The most common form of dorsal rhizotomy is the selective dorsal rhizotomy (SDR), typically performed on children with spastic cerebral palsy. The goal is to identify and section specific dorsal nerve rootlets that are hyperactive or contributing to spasticity. Before the surgery, a thorough assessment—including electromyography (EMG) and intraoperative nerve monitoring—is conducted to pinpoint the targeted nerve rootlets. During the operation, the surgeon exposes the spinal cord and carefully examines the dorsal roots to determine which nerve fibers should be cut, ensuring preservation of sensory function unrelated to spasticity.
One of the primary advantages of dorsal rhizotomy is its potential to significantly improve mobility and reduce pain associated with spasticity. Many patients experience enhanced ease of movement, better sitting balance, and increased comfort post-surgery.
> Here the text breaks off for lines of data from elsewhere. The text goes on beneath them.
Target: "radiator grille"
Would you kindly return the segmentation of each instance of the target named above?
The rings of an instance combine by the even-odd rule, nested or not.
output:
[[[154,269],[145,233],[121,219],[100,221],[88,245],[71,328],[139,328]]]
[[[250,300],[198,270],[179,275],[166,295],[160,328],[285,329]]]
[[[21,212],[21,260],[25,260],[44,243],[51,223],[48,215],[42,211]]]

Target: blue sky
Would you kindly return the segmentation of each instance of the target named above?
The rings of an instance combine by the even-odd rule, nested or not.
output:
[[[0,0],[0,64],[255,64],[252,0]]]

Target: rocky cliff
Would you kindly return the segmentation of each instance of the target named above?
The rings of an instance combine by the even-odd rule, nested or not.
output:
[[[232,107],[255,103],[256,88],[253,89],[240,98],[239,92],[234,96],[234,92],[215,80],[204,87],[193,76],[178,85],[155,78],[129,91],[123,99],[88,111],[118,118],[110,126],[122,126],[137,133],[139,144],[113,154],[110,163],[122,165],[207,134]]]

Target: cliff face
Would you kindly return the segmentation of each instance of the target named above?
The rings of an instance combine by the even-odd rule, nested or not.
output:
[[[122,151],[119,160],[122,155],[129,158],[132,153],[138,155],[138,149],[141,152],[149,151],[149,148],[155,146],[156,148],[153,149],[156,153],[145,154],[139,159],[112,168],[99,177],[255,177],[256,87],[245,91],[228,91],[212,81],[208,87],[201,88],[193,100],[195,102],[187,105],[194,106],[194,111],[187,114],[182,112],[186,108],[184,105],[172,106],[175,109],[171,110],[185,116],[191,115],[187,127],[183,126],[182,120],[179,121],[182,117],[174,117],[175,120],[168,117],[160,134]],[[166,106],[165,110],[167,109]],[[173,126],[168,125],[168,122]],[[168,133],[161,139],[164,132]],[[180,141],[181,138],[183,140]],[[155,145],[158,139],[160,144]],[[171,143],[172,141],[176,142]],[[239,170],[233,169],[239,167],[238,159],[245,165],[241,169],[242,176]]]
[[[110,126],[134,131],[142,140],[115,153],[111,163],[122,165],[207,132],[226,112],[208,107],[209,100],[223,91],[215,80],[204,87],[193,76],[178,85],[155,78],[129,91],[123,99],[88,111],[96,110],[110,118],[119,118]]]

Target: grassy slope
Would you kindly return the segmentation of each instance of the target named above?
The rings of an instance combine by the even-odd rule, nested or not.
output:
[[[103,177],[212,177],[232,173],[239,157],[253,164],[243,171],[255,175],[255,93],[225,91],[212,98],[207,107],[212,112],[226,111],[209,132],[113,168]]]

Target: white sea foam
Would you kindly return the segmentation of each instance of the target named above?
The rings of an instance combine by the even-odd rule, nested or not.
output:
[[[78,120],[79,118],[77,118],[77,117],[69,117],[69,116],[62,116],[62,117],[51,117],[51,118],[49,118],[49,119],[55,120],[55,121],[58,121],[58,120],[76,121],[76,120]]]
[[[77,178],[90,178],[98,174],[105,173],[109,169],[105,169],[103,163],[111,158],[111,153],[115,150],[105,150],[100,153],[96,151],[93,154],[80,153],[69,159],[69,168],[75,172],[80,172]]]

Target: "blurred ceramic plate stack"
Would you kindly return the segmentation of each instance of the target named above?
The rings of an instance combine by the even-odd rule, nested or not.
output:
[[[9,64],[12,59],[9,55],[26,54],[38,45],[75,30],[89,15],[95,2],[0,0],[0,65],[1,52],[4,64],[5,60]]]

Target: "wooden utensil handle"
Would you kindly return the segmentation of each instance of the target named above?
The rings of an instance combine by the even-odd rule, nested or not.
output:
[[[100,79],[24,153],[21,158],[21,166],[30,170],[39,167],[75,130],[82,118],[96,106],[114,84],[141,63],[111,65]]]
For children with cerebral palsy, SDR can lead to notable improvements in gait and overall independence, often decreasing the need for muscle relaxant medications, which may have undesirable side effects.
However, like all surgical procedures, dorsal rhizotomy carries certain risks. These include sensory deficits, such as numbness or tingling, as well as the potential for weakness or loss of reflexes if the procedure is not carefully performed. Postoperative rehabilitation, including physical therapy, plays an essential role in maximizing the benefits of the surgery and adapting to changes in muscle tone.
In recent years, advancements in intraoperative monitoring and surgical techniques have improved the safety and efficacy of dorsal rhizotomy. The decision to pursue this procedure involves a multidisciplinary team—including neurologists, neurosurgeons, physiatrists, and therapists—who evaluate the individual’s specific condition, severity of spasticity, and overall health.
While dorsal rhizotomy is not suitable for all patients with spasticity, it remains a valuable option for those who have not responded well to conservative treatments. Its potential to transform lives by restoring mobility and reducing discomfort underscores its significance in the field of neurorehabilitation.